The CHP unit will save Mount Royal $400,000 a year. Upgrades to the University's central plant, which were required to capture the full benefits of the CHP, will save an additional $300,000 per year, for a total annual savings of $700,000. "ATCO is proud to partner with Mount Royal University on their sustainability efforts and the significant reduction of greenhouse gas emissions as part of this industry-leading project," said Craig Hawryschuk, Director, Business Development and Sales, with ATCO's Pipelines & Liquids Global Business Unit.

The unit powers MRU's central plant and provides up to 26 per cent of the University's electricity. One per cent now comes from recently installed solar panels. Mount Royal is working towards a time when it is fully off the grid and generates 100 per cent of its electricity on site with CHP and solar-power units. In addition to cost savings and emissions reductions, Mount Royal will be better able to continue to operate in the event of a major power outage in the city.

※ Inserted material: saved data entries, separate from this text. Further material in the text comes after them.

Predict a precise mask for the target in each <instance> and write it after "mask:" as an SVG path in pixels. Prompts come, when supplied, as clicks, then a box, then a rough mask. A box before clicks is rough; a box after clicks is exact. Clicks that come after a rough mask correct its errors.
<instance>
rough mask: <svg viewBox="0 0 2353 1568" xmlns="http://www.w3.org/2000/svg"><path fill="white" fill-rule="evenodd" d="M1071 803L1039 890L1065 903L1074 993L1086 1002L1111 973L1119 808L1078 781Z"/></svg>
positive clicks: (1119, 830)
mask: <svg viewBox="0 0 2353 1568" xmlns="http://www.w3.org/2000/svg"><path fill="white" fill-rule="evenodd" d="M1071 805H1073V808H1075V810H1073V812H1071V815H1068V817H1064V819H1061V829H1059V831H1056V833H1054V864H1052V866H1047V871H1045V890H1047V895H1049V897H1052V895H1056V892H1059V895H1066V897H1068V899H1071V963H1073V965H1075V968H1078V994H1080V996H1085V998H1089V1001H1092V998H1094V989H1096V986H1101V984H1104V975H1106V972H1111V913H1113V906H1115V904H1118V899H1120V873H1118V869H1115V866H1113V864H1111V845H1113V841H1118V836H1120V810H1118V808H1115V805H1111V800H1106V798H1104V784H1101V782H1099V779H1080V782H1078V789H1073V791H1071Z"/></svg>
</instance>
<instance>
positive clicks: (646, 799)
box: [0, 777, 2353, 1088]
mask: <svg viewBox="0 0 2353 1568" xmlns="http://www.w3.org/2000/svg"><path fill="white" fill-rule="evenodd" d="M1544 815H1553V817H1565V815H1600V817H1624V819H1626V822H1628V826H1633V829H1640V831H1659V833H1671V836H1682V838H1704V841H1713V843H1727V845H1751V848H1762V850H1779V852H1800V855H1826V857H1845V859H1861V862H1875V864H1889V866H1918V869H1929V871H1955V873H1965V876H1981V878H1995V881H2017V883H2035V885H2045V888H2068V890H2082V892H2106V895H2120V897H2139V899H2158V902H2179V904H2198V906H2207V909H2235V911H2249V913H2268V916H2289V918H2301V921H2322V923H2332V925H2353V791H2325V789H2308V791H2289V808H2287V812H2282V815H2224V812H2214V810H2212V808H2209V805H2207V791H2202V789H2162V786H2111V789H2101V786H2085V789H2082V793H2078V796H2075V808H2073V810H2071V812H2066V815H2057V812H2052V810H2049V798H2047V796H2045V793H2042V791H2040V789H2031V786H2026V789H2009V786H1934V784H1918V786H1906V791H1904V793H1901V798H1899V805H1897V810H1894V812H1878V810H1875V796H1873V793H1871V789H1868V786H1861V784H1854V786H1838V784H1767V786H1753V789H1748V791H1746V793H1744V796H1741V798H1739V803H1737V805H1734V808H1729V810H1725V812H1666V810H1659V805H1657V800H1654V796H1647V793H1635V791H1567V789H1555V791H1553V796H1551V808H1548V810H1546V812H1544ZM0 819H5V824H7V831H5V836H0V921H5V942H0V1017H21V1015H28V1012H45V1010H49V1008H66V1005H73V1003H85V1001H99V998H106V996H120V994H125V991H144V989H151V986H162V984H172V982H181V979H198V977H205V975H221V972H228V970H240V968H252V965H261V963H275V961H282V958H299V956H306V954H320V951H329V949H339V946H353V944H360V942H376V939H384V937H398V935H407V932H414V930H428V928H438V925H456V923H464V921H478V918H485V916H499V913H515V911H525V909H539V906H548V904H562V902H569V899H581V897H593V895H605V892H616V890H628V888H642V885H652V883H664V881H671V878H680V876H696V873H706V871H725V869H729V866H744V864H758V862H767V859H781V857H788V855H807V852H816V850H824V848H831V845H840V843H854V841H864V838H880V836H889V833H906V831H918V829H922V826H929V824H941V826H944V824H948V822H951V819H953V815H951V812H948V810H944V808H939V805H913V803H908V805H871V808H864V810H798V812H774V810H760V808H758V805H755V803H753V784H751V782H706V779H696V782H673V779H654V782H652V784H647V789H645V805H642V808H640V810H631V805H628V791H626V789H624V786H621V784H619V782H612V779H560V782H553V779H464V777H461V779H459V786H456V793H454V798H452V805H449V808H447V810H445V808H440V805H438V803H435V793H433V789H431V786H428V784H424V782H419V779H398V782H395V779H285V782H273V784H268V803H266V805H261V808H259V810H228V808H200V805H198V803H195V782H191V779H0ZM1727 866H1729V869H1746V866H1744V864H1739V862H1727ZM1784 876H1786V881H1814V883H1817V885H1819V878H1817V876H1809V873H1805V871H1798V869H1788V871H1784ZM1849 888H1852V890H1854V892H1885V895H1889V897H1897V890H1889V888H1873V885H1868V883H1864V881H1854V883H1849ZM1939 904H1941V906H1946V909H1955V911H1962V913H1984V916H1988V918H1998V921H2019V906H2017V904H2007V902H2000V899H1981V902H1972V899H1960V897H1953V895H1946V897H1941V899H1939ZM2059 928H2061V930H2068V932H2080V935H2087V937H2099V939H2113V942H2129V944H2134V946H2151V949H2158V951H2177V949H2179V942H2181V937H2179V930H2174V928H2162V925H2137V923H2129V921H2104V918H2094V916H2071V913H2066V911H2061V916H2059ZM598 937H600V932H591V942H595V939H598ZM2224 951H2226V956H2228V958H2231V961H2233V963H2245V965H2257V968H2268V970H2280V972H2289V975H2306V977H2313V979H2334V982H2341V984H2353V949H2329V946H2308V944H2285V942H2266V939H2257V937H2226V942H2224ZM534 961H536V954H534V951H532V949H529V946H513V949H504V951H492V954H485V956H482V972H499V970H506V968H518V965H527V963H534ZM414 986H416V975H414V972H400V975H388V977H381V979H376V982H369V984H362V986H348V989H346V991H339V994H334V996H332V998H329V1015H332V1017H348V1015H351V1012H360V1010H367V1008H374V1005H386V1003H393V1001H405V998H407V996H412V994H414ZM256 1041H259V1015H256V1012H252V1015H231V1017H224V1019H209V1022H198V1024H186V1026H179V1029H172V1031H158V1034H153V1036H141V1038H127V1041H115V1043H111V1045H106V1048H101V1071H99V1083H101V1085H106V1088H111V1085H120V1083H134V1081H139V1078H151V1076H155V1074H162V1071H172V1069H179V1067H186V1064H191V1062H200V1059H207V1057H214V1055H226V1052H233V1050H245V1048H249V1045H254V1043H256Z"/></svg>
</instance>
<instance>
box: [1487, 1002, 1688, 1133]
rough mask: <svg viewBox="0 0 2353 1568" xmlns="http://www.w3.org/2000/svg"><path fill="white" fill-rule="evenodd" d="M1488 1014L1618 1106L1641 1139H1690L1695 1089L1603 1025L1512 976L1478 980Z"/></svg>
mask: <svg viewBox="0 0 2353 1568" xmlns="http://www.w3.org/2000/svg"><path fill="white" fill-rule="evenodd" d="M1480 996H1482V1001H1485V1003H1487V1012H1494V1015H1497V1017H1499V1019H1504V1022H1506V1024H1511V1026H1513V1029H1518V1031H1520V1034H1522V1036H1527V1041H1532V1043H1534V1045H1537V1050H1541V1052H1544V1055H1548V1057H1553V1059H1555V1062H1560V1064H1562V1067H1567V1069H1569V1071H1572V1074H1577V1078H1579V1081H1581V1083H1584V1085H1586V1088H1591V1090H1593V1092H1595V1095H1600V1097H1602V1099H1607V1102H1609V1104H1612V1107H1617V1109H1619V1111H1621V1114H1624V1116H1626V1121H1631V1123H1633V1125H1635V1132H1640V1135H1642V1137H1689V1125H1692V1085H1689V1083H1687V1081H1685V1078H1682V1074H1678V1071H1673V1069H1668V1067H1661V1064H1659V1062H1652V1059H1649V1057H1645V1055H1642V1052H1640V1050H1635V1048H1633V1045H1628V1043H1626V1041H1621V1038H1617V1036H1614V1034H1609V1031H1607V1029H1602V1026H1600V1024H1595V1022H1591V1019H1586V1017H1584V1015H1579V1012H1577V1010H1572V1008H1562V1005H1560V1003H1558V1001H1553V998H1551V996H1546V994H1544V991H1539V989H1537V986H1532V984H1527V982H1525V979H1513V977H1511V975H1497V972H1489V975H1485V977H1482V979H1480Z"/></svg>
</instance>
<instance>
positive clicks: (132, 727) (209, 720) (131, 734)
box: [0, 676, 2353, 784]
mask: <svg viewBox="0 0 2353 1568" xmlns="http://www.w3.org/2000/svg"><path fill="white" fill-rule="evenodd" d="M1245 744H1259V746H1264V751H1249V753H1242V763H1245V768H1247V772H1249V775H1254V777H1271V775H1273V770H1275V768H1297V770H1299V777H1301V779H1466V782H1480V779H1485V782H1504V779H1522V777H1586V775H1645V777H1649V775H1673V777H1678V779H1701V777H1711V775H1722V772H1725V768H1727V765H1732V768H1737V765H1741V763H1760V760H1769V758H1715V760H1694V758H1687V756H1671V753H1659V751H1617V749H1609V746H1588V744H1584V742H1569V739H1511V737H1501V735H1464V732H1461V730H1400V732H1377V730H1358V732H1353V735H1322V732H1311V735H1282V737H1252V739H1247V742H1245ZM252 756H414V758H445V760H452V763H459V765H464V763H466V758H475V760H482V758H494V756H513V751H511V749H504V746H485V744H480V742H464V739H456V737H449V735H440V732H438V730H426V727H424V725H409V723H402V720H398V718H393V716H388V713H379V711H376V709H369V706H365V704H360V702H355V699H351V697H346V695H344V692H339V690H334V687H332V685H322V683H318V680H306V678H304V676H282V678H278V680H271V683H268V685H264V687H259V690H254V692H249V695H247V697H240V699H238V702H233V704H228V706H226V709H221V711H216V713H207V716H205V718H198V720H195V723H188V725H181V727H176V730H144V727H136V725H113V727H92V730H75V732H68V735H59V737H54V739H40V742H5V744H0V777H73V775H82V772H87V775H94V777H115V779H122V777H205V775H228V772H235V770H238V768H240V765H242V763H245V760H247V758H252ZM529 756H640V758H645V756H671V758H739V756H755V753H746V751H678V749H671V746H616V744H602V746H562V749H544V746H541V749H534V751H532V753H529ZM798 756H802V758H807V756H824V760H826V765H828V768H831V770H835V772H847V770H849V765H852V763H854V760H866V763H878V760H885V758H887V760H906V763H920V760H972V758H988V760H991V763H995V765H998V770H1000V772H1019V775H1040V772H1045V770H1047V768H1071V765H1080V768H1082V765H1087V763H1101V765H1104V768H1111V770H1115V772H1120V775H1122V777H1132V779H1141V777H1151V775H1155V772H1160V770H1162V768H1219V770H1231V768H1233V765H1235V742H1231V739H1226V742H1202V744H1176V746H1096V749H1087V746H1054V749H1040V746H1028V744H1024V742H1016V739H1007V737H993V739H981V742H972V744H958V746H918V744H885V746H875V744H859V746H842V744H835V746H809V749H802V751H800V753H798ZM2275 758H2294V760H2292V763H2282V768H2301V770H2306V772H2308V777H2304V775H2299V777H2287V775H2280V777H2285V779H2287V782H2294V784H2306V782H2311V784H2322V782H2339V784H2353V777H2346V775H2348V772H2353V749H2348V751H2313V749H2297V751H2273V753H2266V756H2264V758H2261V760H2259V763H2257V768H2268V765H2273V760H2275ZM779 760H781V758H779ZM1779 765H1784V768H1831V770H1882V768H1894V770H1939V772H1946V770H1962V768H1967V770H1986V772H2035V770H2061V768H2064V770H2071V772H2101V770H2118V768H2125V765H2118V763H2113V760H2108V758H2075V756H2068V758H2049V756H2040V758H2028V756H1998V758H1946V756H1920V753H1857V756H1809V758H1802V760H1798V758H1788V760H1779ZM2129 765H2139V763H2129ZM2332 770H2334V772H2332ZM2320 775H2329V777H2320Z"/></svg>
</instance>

CHP is 30 per cent more energy efficient than conventional electricity production because it uses natural gas to produce both heat and electricity. Natural gas is considered to have the smallest carbon footprint of all the fossil fuels. The 'waste heat' that is produced as a result of the generation of electricity is captured and routed into the central HVAC system to provide heat and hot water throughout campus.

"With the engineering behind it and configuring the integration between the CHP and the central plant, we're leading the way in 'smart' buildings and how all systems work together, both with solar power and now co-generation," said Grant Sommerfeld, Associate vice-president, facilities management at Mount Royal.

"We started with solar power and one CHP to gain experience with the expectation that we would grow the program. Ultimately we'd like to strategically incorporate more co-gen units across campus to produce 100 per cent of our own electricity."